Aveva 10 anni il bambino morto assiderato sotto la pancia di un areo arrivato a Parigi
Dentro la custodia del carrello di atterraggio, sotto la pancia di un boeing 777, lì dove vanno a finire le valigie dei passeggeri che stanno comodi al piano di sopra durante il volo AF703 che collega, ogni giorno, Abidjan (ABJ) a Parigi – Charles de Gaulle. Un boeing decollato da Abidjan, in Costa d’Avorio, martedì sera per atterrare, poco dopo le 5 di mattina, a Parigi. Il comunicato stampa dell’Air France si guarda bene dall’usare la parola “bambino”. Dice della morte di un “clandestino” senza specificarne l’età esprimendo compassione per il dramma umano. Si è saputo più tardi che il personale tecnico dell’aeroporto Charles de Gaulle di Parigi era impegnato a fare una ricognizione come quelle di routine fatte subito dopo l’atterraggio avvenuto alle sei del mattino di ieri, mercoledì 8 gennaio, quando hanno notato qualcosa di anomalo nel vano del carrello e compreso che lì c’era qualcuno, immobile, scoperto cadavere subito dopo.
Noi d’Occidente, così opulenti che anche i più poveri tra noi, mangiano pane e salame e stanno bene oltre ogni aspettativa, ci preoccupiamo quando i nostri figli, quelli di dieci anni come il bambino ivoriano, trovato morto sotto la pancia di quell’aereo, debbono attraversare la strada, percorrere un tratto a piedi o prendere una folata di vento a scuola se non ci sono ancora i riscaldamenti accesi. E, invece, del bambino trovato morto a Parigi non abbiamo neppure il nome né una fotografia né qualcosa che possa farci capire come può un bambino eludere i controlli in un aereoporto e salire al volo, correndo, dentro il vano custodia del carrello d’atterraggio sotto la pancia dell’aereo, lì dove le temperature scendono a -50° tra i 9 e i 10 mila metri che è l’altitudine alla quale volano gli aerei di linea. Lì dove le custodie del carrello di atterraggio non sono né riscaldate né pressurizzate. E, invece, il bambino ivoriano ha voluto provarci come altri adolescenti africani che, in questi anni, hanno tentato la fuga allo stesso modo fermati, loro, all’aereoporto dai servizi di controllo, sfuggito, lui, al controllo in fase di decollo.

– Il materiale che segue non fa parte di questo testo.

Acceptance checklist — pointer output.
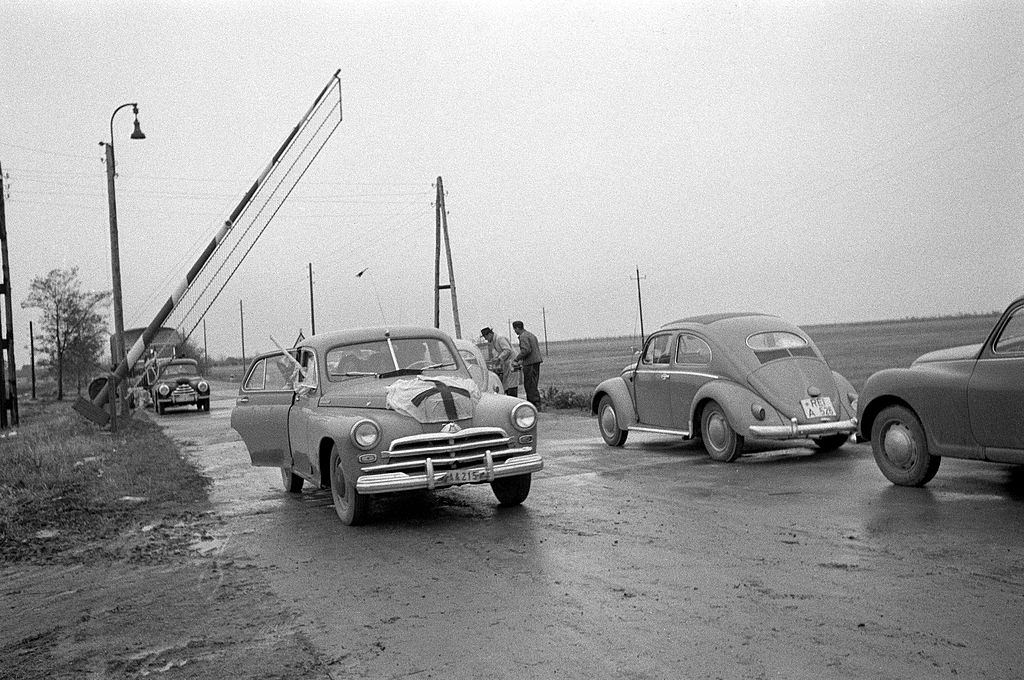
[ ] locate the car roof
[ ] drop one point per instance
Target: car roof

Provarci comunque soprattutto quando si è bambini perché i sogni che fanno i bambini sono forti e possenti. Perché i bambini non conoscono il limite che divide la follia malsana del mondo da quella creativa e d’utopia della quale sono portatori. In un paese dilaniato agli inizi degli anni Duemila da una guerra civile devastante, pervaso da zone di povertà estrema il viaggio di un occidentale rende bene il paradosso di questo luogo d’Africa.

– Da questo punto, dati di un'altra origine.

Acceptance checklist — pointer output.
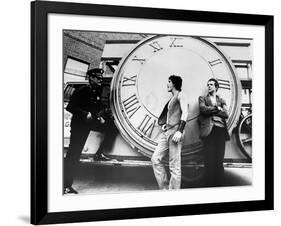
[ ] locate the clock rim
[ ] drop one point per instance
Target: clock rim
(231, 123)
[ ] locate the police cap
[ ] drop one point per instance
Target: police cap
(94, 71)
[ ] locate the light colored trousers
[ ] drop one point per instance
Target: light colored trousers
(167, 146)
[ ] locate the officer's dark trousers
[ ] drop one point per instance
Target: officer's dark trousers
(78, 137)
(214, 145)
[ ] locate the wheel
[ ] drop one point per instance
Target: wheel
(244, 136)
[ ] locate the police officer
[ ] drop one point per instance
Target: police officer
(85, 105)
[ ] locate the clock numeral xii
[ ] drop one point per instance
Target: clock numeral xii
(129, 81)
(215, 62)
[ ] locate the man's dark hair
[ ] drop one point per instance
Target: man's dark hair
(177, 81)
(216, 83)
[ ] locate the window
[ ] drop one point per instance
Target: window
(75, 70)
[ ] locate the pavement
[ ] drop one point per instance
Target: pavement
(110, 178)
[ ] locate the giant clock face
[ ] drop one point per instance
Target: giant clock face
(139, 87)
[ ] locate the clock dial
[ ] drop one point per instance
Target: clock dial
(139, 87)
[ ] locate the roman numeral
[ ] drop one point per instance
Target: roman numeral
(174, 44)
(147, 125)
(129, 81)
(131, 105)
(224, 84)
(156, 46)
(141, 60)
(215, 62)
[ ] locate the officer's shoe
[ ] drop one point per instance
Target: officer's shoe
(69, 190)
(101, 157)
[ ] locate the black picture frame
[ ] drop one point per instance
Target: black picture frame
(39, 111)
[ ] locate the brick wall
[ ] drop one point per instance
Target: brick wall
(88, 46)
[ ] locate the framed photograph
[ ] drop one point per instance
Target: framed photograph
(145, 112)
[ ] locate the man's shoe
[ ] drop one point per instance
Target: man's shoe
(101, 157)
(69, 190)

Lo scorso anno un’inchiesta realizzata per TV2000 (che voglio riproporvi alla fine) tentò di aggiornare la condizione del Paese e dei bambini in Costa d’Avorio, Venne fuori che se i bambini ivoriani non appartengono a quelle pochissime fasce agiate, vengono sfruttati nelle piantagioni di cacao per produrre cioccolata che si vende e si mangia nelle zone ricche del mondo o vivono la più disumana delle povertà. In Africa Occidentale la Costa d’Avorio si distingue dagli altri Paesi per la sua impressionante crescita economica: la più robusta dell’intero Continente essendo loro i maggior esportatori al mondo di cacao ed anacardi. Il loro PIL è cresciuto dell’8% nell’ultimo anno ma il miracolo economico è solo apparente poiché metà della popolazione vive nella miseria e paga il prezzo della guerra civile che è finita sì ma ha fatto deserto e non è finita del tutto. Cosi si spiega l’esodo costante legato ad una crisi che è politica e sociale. La Costa d’Avorio è la terza Nazione d’origine dei migranti che cercano le rotte del Mediterraneo per approdare in Europa. È stato questo il motivo che ha spinto l’altro giorno il bambino trovato morto ad aggrapparsi alla custodia del carrello d’atterraggio dell’aereo che lo avrebbe portato in Francia. Un gesto estremo come quelli compiuti da altri bambini ivoriani sopra le baracche del mare che vanno dalla Libia all’Italia. Tanti di loro sono morti nel mare senza identità senza nomi. Lui, invece, è morto in cielo, assiderato dal freddo di un volo durato un notte a dirci in quanti e quali modi l’insensatezza del mondo fa muovere le cose.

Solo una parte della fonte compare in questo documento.